The German military used the Enigma machine (shown here)
during World War II for communication they thought to be secret. The
large-scale decryption of Enigma traffic at Bletchley Park was an important
factor that contributed to Allied victory in WWII.
Despite its short history as a formal academic discipline,
computer science has made a number of fundamental contributions to science and
society - in fact, along with electronics, it is a founding science of the
current epoch of human history called the Information Age and a driver of the
Information Revolution, seen as the third major leap in human technological
progress after the Industrial Revolution (1750-1850 CE) and the Agricultural
Revolution (8000-5000 BCE).
Difference between computer science and computer
engineering
Computer
engineering
Computer Engineering is the marriage of Computer Science and
Electrical Engineering.
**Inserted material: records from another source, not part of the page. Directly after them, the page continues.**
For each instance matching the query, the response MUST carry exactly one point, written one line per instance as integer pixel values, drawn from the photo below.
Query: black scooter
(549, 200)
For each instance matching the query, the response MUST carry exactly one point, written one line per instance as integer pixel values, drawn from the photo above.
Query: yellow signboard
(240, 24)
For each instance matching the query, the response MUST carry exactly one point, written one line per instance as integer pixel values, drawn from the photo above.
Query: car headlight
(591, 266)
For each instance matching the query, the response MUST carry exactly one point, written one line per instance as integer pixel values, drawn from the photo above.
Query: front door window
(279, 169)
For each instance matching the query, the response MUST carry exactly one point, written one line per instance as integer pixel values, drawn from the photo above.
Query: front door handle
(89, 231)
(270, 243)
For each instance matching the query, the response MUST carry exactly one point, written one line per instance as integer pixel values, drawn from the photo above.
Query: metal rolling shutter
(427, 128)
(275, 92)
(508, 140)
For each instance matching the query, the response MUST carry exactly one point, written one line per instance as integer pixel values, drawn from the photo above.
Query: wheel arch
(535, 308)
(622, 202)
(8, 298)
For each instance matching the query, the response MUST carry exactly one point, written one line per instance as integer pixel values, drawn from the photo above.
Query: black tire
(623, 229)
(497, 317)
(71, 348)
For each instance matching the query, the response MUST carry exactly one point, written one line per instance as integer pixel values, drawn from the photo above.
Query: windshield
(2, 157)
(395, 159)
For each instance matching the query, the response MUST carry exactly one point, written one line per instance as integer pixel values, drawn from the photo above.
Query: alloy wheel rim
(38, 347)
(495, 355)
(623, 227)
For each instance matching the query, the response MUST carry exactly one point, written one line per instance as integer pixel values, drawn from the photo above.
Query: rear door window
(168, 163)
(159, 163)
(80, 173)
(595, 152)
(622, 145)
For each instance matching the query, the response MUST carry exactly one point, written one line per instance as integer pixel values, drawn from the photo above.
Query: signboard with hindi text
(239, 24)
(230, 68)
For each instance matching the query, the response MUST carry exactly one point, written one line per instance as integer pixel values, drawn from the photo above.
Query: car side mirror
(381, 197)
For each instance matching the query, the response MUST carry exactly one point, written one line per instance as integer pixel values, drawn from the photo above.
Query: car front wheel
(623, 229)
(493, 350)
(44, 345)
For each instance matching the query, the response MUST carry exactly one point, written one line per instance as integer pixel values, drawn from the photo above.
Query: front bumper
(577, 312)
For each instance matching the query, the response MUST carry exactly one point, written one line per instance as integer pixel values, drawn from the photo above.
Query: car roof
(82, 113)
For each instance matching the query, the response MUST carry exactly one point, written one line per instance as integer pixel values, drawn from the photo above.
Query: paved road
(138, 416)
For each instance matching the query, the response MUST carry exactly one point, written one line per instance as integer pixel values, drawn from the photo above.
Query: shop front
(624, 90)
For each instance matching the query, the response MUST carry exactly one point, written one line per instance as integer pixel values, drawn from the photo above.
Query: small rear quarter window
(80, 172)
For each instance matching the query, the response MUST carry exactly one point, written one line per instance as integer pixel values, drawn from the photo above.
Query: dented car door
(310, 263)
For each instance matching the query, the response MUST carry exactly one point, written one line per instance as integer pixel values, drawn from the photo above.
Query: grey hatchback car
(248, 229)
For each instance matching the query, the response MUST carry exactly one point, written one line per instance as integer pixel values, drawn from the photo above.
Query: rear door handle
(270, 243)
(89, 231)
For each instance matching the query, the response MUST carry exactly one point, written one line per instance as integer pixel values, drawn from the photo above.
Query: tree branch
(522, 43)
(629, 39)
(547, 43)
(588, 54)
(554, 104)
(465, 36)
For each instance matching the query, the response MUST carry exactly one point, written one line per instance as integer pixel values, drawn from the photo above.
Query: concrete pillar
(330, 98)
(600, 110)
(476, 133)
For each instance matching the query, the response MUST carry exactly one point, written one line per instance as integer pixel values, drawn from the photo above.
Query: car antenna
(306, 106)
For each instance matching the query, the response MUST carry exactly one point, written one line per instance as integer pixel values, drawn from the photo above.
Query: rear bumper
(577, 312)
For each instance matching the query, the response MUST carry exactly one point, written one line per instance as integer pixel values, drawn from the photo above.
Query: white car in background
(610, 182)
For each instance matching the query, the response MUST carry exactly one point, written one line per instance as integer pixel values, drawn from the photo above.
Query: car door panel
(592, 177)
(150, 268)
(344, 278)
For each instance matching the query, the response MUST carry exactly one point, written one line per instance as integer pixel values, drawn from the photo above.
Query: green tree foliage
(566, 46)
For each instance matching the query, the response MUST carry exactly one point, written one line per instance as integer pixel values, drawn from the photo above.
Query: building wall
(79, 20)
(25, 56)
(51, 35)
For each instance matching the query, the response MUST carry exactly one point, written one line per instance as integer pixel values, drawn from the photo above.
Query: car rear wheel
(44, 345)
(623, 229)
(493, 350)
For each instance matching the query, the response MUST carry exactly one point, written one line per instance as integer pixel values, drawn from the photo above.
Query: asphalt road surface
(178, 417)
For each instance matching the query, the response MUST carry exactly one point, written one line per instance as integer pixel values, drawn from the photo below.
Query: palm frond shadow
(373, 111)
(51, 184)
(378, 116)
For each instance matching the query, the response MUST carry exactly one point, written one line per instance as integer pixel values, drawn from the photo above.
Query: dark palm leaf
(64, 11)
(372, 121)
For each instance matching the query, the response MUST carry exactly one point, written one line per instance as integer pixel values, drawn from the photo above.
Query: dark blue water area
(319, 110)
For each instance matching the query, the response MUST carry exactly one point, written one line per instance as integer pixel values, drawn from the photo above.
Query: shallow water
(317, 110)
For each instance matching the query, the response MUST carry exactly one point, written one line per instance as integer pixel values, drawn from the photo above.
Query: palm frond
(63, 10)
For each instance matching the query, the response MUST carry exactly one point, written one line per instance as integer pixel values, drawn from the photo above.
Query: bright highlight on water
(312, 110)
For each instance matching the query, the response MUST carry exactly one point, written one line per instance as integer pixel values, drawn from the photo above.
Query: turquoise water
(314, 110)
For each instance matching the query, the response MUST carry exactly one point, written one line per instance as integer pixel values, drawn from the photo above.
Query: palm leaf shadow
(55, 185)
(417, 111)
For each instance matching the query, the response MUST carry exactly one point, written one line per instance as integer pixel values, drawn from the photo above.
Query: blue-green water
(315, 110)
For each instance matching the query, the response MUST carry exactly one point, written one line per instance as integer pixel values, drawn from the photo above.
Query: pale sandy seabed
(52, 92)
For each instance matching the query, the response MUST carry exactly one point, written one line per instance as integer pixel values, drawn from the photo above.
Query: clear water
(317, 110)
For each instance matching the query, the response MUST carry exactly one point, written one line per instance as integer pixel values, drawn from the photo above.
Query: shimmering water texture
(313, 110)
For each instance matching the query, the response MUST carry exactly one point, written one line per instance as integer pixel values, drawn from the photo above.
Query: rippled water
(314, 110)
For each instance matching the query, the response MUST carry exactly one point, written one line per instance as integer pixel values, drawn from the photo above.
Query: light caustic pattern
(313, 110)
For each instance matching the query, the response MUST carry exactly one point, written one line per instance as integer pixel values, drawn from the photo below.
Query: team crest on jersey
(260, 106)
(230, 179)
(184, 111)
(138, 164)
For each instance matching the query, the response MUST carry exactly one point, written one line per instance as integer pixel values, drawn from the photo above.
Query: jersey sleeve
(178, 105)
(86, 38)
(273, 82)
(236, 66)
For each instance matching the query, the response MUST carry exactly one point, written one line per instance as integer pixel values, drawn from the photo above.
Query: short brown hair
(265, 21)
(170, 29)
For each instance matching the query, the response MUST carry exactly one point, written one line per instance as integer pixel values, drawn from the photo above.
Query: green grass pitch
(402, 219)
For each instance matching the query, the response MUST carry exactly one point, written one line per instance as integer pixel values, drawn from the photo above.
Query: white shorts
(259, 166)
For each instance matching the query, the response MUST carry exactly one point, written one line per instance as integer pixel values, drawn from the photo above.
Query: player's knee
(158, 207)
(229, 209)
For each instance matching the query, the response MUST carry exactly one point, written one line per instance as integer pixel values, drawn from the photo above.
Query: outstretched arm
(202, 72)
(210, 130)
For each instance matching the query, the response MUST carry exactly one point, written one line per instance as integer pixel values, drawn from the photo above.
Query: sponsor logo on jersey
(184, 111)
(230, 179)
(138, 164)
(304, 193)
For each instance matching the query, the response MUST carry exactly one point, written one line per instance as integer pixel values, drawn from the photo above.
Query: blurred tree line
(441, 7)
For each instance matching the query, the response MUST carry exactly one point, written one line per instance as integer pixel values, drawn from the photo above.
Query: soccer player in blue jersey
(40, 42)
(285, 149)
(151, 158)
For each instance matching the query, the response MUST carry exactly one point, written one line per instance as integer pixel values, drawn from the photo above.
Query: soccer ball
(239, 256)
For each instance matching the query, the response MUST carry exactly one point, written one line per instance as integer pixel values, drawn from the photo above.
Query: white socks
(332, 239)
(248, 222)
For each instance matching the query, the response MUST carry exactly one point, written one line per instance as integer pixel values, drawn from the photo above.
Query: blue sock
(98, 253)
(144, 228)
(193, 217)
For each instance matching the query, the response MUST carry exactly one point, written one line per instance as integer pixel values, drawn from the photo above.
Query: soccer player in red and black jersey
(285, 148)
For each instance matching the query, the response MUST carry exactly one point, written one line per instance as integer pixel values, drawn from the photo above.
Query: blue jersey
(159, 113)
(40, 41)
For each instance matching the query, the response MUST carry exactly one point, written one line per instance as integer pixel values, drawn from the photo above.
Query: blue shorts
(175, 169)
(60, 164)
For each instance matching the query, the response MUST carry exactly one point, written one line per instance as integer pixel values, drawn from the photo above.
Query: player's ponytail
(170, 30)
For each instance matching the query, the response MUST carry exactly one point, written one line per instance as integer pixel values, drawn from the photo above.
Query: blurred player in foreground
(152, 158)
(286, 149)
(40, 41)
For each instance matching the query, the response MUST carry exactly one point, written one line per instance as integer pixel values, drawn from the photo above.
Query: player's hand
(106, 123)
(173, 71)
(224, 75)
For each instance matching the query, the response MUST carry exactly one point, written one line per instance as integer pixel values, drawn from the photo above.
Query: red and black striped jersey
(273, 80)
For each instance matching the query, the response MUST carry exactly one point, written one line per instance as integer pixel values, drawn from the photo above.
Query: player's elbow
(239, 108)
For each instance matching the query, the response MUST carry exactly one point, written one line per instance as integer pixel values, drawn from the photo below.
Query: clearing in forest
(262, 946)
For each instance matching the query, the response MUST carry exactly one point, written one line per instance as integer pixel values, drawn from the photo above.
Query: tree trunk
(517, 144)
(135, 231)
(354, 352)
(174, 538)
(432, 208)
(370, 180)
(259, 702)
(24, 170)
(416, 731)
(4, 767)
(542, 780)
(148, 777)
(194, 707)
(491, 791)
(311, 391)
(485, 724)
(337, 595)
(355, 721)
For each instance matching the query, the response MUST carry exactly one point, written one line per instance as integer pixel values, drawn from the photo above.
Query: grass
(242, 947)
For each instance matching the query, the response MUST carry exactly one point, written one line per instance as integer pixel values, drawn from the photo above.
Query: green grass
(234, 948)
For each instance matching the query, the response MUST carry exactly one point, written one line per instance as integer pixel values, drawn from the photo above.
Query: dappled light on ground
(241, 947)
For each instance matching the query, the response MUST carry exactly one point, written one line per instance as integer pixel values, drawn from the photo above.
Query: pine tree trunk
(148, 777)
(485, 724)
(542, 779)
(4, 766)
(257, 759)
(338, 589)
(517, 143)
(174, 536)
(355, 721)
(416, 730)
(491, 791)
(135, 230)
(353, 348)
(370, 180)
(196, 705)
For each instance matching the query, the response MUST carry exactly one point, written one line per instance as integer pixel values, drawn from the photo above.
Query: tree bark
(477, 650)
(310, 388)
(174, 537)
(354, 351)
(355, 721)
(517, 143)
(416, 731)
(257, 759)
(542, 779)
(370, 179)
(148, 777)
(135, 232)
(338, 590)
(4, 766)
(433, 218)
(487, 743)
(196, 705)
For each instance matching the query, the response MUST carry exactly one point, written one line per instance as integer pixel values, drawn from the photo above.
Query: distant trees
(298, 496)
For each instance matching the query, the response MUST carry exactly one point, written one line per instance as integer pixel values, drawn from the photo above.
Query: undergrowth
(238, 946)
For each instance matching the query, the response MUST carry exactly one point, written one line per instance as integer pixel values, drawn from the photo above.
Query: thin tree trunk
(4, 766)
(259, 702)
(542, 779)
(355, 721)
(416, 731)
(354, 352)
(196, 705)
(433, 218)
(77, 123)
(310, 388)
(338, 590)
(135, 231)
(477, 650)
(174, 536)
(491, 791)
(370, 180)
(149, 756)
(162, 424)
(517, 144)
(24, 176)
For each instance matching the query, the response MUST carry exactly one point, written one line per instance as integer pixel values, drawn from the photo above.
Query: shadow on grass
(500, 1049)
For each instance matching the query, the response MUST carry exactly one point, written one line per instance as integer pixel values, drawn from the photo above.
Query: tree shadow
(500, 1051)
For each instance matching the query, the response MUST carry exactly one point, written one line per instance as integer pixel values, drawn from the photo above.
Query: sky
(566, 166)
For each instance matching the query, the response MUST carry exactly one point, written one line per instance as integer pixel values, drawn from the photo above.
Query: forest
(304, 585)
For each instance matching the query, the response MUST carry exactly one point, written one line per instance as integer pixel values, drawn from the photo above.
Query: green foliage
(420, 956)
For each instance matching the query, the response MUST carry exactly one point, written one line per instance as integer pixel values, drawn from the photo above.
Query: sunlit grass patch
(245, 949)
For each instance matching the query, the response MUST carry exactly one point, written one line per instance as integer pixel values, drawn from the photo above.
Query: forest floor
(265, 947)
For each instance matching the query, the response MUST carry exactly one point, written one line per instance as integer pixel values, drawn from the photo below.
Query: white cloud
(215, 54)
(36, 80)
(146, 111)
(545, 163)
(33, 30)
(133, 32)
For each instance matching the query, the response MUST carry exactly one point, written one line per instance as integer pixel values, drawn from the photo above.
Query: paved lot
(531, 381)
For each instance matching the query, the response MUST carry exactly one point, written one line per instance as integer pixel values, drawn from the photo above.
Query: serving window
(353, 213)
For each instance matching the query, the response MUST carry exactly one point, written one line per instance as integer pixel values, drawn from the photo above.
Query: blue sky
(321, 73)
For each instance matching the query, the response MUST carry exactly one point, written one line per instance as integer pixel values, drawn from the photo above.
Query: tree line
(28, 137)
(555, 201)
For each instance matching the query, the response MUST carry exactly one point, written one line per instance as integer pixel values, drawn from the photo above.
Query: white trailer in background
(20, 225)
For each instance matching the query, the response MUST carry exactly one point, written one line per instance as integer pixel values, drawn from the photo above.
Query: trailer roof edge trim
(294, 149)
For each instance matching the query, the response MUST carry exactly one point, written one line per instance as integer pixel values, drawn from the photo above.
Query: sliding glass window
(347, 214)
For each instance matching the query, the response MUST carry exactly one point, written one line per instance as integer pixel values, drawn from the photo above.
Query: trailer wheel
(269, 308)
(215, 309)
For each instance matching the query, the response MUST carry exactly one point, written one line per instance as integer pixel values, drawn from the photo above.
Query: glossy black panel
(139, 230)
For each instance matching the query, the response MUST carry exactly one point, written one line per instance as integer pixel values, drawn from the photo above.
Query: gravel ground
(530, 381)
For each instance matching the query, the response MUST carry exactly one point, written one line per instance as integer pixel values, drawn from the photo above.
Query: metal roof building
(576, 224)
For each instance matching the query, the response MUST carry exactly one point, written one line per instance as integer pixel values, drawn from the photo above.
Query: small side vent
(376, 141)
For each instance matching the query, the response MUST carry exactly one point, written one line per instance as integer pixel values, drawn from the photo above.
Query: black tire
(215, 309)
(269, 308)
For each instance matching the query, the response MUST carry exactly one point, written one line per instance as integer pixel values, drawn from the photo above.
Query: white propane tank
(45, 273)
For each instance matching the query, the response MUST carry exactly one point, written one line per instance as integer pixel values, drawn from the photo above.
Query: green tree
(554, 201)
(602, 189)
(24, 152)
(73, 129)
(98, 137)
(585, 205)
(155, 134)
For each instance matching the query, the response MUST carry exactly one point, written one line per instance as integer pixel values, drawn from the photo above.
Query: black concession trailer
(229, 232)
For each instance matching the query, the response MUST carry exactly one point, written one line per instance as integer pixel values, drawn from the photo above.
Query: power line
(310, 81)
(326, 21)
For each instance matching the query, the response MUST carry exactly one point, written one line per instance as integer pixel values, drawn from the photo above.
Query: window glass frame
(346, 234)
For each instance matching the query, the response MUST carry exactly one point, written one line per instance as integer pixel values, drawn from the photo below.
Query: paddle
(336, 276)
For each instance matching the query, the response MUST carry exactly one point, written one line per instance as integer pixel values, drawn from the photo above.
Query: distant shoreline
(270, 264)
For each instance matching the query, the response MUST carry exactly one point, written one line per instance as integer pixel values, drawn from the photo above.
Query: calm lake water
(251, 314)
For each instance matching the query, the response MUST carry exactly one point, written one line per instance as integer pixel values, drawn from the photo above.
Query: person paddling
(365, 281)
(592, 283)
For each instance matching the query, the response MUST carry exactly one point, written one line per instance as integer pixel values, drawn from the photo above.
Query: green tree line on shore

It focuses on computing in all forms, from
microprocessors to embedded computing devices to laptop and desktop systems to
supercomputers. As such, it concerns the electrical engineering considerations
of how microprocessors function, are designed, and are optimized; how data is
communicated among electronic components; how integrated systems of electronic
components are designed and how they operate to process instructions expressed
in software; and how software is written, compiled, and optimized for specific
hardware platforms. Therefore, computer engineers are electrical engineers who
specialize in software design, hardware design, or systems design that
integrates both.
Computer
Science
Computer Science is the study of how data and instructions
are processed, stored, communicated by computing devices. A modern descendant
of Applied Mathematics and Electrical Engineering, Computer Science deals with
algorithms for processing data, the symbolic representation of data and
instructions, the design of instruction languages for processing data,
techniques for writing software that process data on a variety of computing
platforms, protocols for communicating data reliably and securely across
networks, the organization of data in databases of various types and scales,
the emulation of human intelligence and learning through computer algorithms,
statistical modeling of data in large databases to support inference of trends,
and techniques for protecting the content and authenticity of data. Therefore,
computer scientists are scientists and mathematicians who develop ways to
process, interpret, store, communicate, and secure data.